I’m pretty nerdy and I dislike anime, even to the point where calling it anime sounds pretentious to me and I prefer Japanimation.

FWIW it’s not just the west; friends tell me that it’s crazy-popular in the middle/near east too.

I don’t think its fanbase is sizable. Anime is aproximately as popular in the US as soccer is. Some people really like them, but most people never watch either. The small number of fans tend to be very enthusiastic, though.

Originally I got into anime because the art was so much better than anything else. I liked and appreciated the care and artistry in the detailed animations. Then after watching a few I found I liked it even more because of the unusual(for the West) subject matter. The stories are so wild and unhinged sometimes which makes it so much more compelling than Western animation, or Western entertainment in general.

Japanese cartoons have been popular in the West since 1963 - Astro Boy beat Superman in the ratings. Since then, various anime series have gone on to become cultural touchstones in America - nobody saw the Hollywood movie, but everybody knows who Speed Racer is.

The variety of UHF stations in the 70s and 80s filled their morning/afternoon programming with syndicated Japanese cartoons like Eighth Man, Amazing Three, Prince Planet, Gigantor, Marine Boy, Kimba The White Lion, and later Battle Of The Planets, Star Blazers, the five series that made up Force Five, and a host of other shows.

Rap artists name-drop Voltron, there’s a Robotech feature film in the works, and Sailor Moon not only got a generation of girls to watch cartoons, but back to buying comic books as well.

For kids watching cartoons at the time, the stark contrast between, say, Rubik The Amazing Cube or Turbo Teen and something like Robotech is startling. Many of these kids grew up wanting to find out more about Japanese animation, and discovered Japan has been cranking out cartoons for fifty years. A lot of them are junk, but the ways they fail are at least different from the ways American cartoons fail. And after the hundred and fifteenth iteration of “kids and dog solve mysteries” the cliche of the five-member-team-super-robot series is a refreshing change.

It’s worthwhile at this point to mention that America is actually behind the curve when it comes to the appreciation of Japanese animation. Europe went absolutely crazy for super-robot cartoons in the 70s - Ufo Robo Grandizer, a show about a badass from outer space who has his own flying saucer which contains an ultrapowerful superdestructive fighting robot and who battles space aliens, one of whom occasionally splits open his face, longways, to reveal his tiny, hectoring wife who lives inside his skull - was the number-one rated television series in Italy. Asia, South America, even the Middle East has a long history of lovin’ the anime.
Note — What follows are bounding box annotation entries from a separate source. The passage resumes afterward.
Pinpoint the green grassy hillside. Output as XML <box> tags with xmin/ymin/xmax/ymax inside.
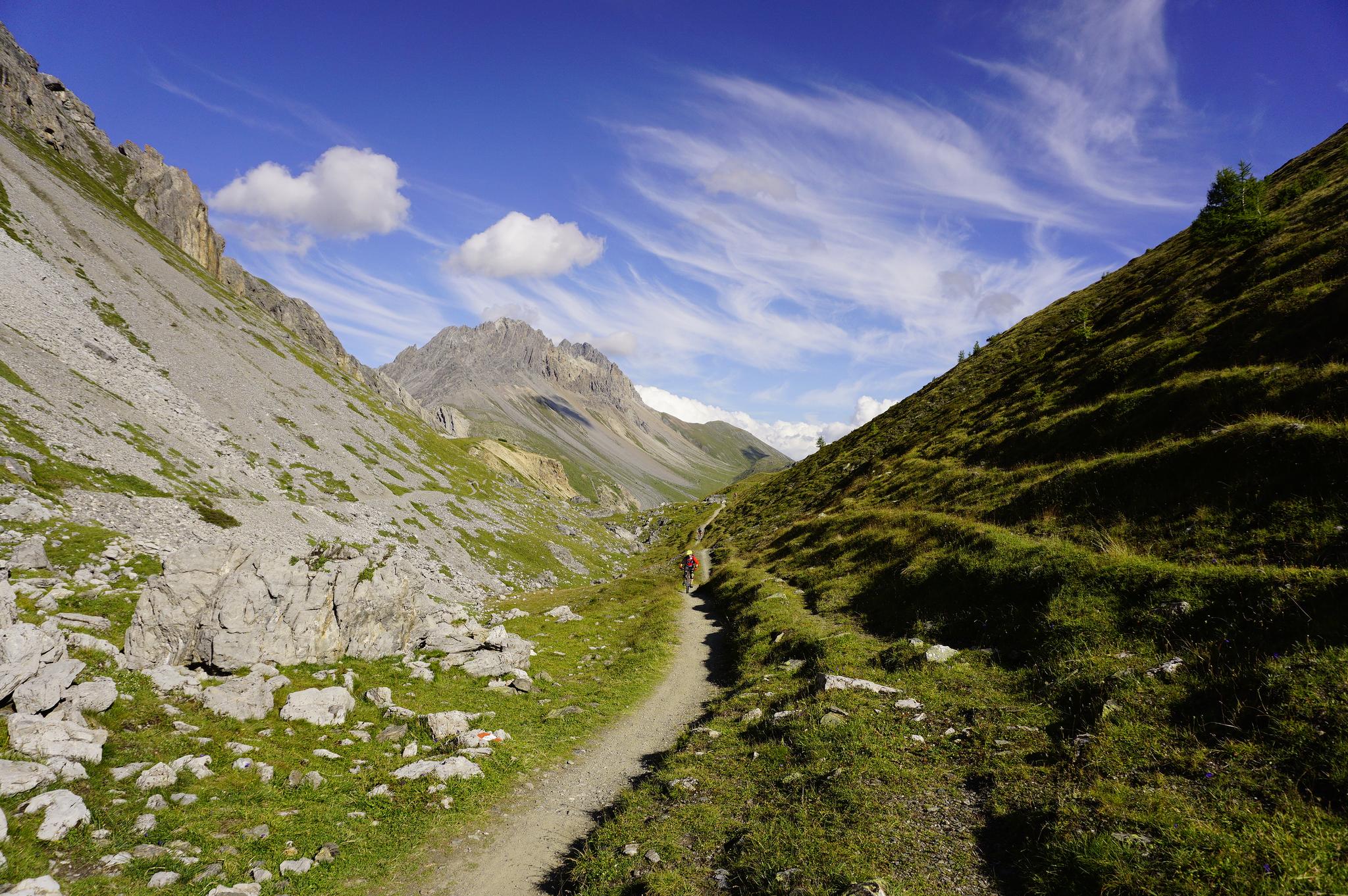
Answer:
<box><xmin>571</xmin><ymin>128</ymin><xmax>1348</xmax><ymax>895</ymax></box>
<box><xmin>661</xmin><ymin>414</ymin><xmax>791</xmax><ymax>481</ymax></box>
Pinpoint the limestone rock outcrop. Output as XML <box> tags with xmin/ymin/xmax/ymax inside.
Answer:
<box><xmin>124</xmin><ymin>544</ymin><xmax>446</xmax><ymax>671</ymax></box>
<box><xmin>117</xmin><ymin>140</ymin><xmax>225</xmax><ymax>276</ymax></box>
<box><xmin>125</xmin><ymin>544</ymin><xmax>534</xmax><ymax>674</ymax></box>
<box><xmin>0</xmin><ymin>24</ymin><xmax>112</xmax><ymax>171</ymax></box>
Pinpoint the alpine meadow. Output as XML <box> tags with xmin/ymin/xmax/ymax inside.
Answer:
<box><xmin>0</xmin><ymin>0</ymin><xmax>1348</xmax><ymax>896</ymax></box>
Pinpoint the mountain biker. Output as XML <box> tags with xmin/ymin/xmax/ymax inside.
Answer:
<box><xmin>678</xmin><ymin>551</ymin><xmax>698</xmax><ymax>581</ymax></box>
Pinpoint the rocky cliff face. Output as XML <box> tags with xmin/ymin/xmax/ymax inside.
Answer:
<box><xmin>117</xmin><ymin>140</ymin><xmax>225</xmax><ymax>278</ymax></box>
<box><xmin>0</xmin><ymin>24</ymin><xmax>462</xmax><ymax>436</ymax></box>
<box><xmin>380</xmin><ymin>318</ymin><xmax>646</xmax><ymax>412</ymax></box>
<box><xmin>0</xmin><ymin>24</ymin><xmax>112</xmax><ymax>175</ymax></box>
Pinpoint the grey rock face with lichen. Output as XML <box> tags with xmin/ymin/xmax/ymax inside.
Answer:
<box><xmin>124</xmin><ymin>544</ymin><xmax>454</xmax><ymax>670</ymax></box>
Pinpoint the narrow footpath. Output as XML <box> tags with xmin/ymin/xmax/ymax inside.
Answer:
<box><xmin>410</xmin><ymin>530</ymin><xmax>719</xmax><ymax>896</ymax></box>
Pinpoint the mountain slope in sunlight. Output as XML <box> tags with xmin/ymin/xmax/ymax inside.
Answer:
<box><xmin>571</xmin><ymin>128</ymin><xmax>1348</xmax><ymax>896</ymax></box>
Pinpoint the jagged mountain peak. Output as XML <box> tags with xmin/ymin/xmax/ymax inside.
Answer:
<box><xmin>380</xmin><ymin>316</ymin><xmax>646</xmax><ymax>412</ymax></box>
<box><xmin>380</xmin><ymin>318</ymin><xmax>790</xmax><ymax>507</ymax></box>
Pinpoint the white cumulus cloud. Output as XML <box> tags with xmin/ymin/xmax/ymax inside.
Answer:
<box><xmin>446</xmin><ymin>212</ymin><xmax>604</xmax><ymax>278</ymax></box>
<box><xmin>852</xmin><ymin>395</ymin><xmax>899</xmax><ymax>426</ymax></box>
<box><xmin>210</xmin><ymin>147</ymin><xmax>410</xmax><ymax>239</ymax></box>
<box><xmin>636</xmin><ymin>386</ymin><xmax>896</xmax><ymax>459</ymax></box>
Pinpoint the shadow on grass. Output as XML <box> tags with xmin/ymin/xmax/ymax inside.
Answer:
<box><xmin>538</xmin><ymin>584</ymin><xmax>735</xmax><ymax>896</ymax></box>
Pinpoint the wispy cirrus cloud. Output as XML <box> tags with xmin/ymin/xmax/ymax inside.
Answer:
<box><xmin>223</xmin><ymin>0</ymin><xmax>1201</xmax><ymax>451</ymax></box>
<box><xmin>965</xmin><ymin>0</ymin><xmax>1193</xmax><ymax>209</ymax></box>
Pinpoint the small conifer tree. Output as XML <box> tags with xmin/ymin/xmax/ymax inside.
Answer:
<box><xmin>1193</xmin><ymin>162</ymin><xmax>1275</xmax><ymax>243</ymax></box>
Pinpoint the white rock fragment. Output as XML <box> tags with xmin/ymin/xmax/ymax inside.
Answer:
<box><xmin>112</xmin><ymin>762</ymin><xmax>149</xmax><ymax>782</ymax></box>
<box><xmin>543</xmin><ymin>604</ymin><xmax>585</xmax><ymax>622</ymax></box>
<box><xmin>5</xmin><ymin>874</ymin><xmax>61</xmax><ymax>896</ymax></box>
<box><xmin>8</xmin><ymin>710</ymin><xmax>108</xmax><ymax>765</ymax></box>
<box><xmin>136</xmin><ymin>762</ymin><xmax>178</xmax><ymax>789</ymax></box>
<box><xmin>280</xmin><ymin>687</ymin><xmax>356</xmax><ymax>726</ymax></box>
<box><xmin>280</xmin><ymin>859</ymin><xmax>314</xmax><ymax>877</ymax></box>
<box><xmin>390</xmin><ymin>756</ymin><xmax>482</xmax><ymax>781</ymax></box>
<box><xmin>816</xmin><ymin>672</ymin><xmax>898</xmax><ymax>694</ymax></box>
<box><xmin>923</xmin><ymin>644</ymin><xmax>960</xmax><ymax>663</ymax></box>
<box><xmin>19</xmin><ymin>789</ymin><xmax>91</xmax><ymax>841</ymax></box>
<box><xmin>0</xmin><ymin>759</ymin><xmax>57</xmax><ymax>796</ymax></box>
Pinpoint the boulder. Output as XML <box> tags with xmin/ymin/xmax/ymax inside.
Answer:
<box><xmin>0</xmin><ymin>759</ymin><xmax>57</xmax><ymax>792</ymax></box>
<box><xmin>0</xmin><ymin>568</ymin><xmax>19</xmax><ymax>628</ymax></box>
<box><xmin>394</xmin><ymin>756</ymin><xmax>482</xmax><ymax>782</ymax></box>
<box><xmin>280</xmin><ymin>687</ymin><xmax>356</xmax><ymax>725</ymax></box>
<box><xmin>47</xmin><ymin>756</ymin><xmax>89</xmax><ymax>782</ymax></box>
<box><xmin>136</xmin><ymin>762</ymin><xmax>178</xmax><ymax>789</ymax></box>
<box><xmin>426</xmin><ymin>709</ymin><xmax>479</xmax><ymax>741</ymax></box>
<box><xmin>7</xmin><ymin>712</ymin><xmax>108</xmax><ymax>765</ymax></box>
<box><xmin>61</xmin><ymin>675</ymin><xmax>117</xmax><ymax>712</ymax></box>
<box><xmin>124</xmin><ymin>544</ymin><xmax>454</xmax><ymax>671</ymax></box>
<box><xmin>19</xmin><ymin>789</ymin><xmax>91</xmax><ymax>841</ymax></box>
<box><xmin>0</xmin><ymin>457</ymin><xmax>32</xmax><ymax>485</ymax></box>
<box><xmin>458</xmin><ymin>625</ymin><xmax>534</xmax><ymax>678</ymax></box>
<box><xmin>201</xmin><ymin>670</ymin><xmax>290</xmax><ymax>721</ymax></box>
<box><xmin>925</xmin><ymin>644</ymin><xmax>960</xmax><ymax>663</ymax></box>
<box><xmin>13</xmin><ymin>659</ymin><xmax>84</xmax><ymax>714</ymax></box>
<box><xmin>9</xmin><ymin>535</ymin><xmax>51</xmax><ymax>570</ymax></box>
<box><xmin>280</xmin><ymin>859</ymin><xmax>314</xmax><ymax>877</ymax></box>
<box><xmin>62</xmin><ymin>632</ymin><xmax>127</xmax><ymax>668</ymax></box>
<box><xmin>0</xmin><ymin>622</ymin><xmax>66</xmax><ymax>709</ymax></box>
<box><xmin>0</xmin><ymin>496</ymin><xmax>57</xmax><ymax>523</ymax></box>
<box><xmin>57</xmin><ymin>613</ymin><xmax>112</xmax><ymax>632</ymax></box>
<box><xmin>543</xmin><ymin>604</ymin><xmax>585</xmax><ymax>622</ymax></box>
<box><xmin>816</xmin><ymin>672</ymin><xmax>898</xmax><ymax>694</ymax></box>
<box><xmin>145</xmin><ymin>660</ymin><xmax>203</xmax><ymax>697</ymax></box>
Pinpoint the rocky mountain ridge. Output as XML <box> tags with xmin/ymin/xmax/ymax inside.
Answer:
<box><xmin>0</xmin><ymin>24</ymin><xmax>790</xmax><ymax>512</ymax></box>
<box><xmin>0</xmin><ymin>23</ymin><xmax>448</xmax><ymax>436</ymax></box>
<box><xmin>380</xmin><ymin>318</ymin><xmax>790</xmax><ymax>509</ymax></box>
<box><xmin>0</xmin><ymin>19</ymin><xmax>685</xmax><ymax>896</ymax></box>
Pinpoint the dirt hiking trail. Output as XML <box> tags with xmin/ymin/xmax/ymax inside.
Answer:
<box><xmin>404</xmin><ymin>530</ymin><xmax>720</xmax><ymax>896</ymax></box>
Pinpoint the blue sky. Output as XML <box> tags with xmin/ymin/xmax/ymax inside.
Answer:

Bottom line: the Japanese know how to make exciting, colorful, entertaining animation for children and adults. It’s no surprise people everywhere like it.

This is the link that BigT was trying to post:

It’s no more surprising that anime and manga became popular around the world than that sushi and karaoke became popular.

Good film is good film, no matter where it’s from. The fact that I’ve seen and enjoyed good Japanese movies is no more remarkable than the fact that I’ve seen and enjoyed good French movies, or good Russian movies, or good Italian movies. Of course, foreign films of any sort are somewhat niche, but then, so is anime.

Yea, if someone asked me if I liked anime, I’d probably say yes. But I’ve pretty much only watched the nine or ten anime movies that get recommended a lot, plus five or six series that are similarly considered by most Dopers anyways to be really great. I’m sure if I did the same for American cartoons, or really any media from any country, I’d think that genre was pretty awesome too.

Sort of an application of Sturgeons law, if 99% of anything is crap, that means there’s 1% thats decent.

The question the OP poses is one of the great, inexplicable mysteries of life, so far as I’m concerned.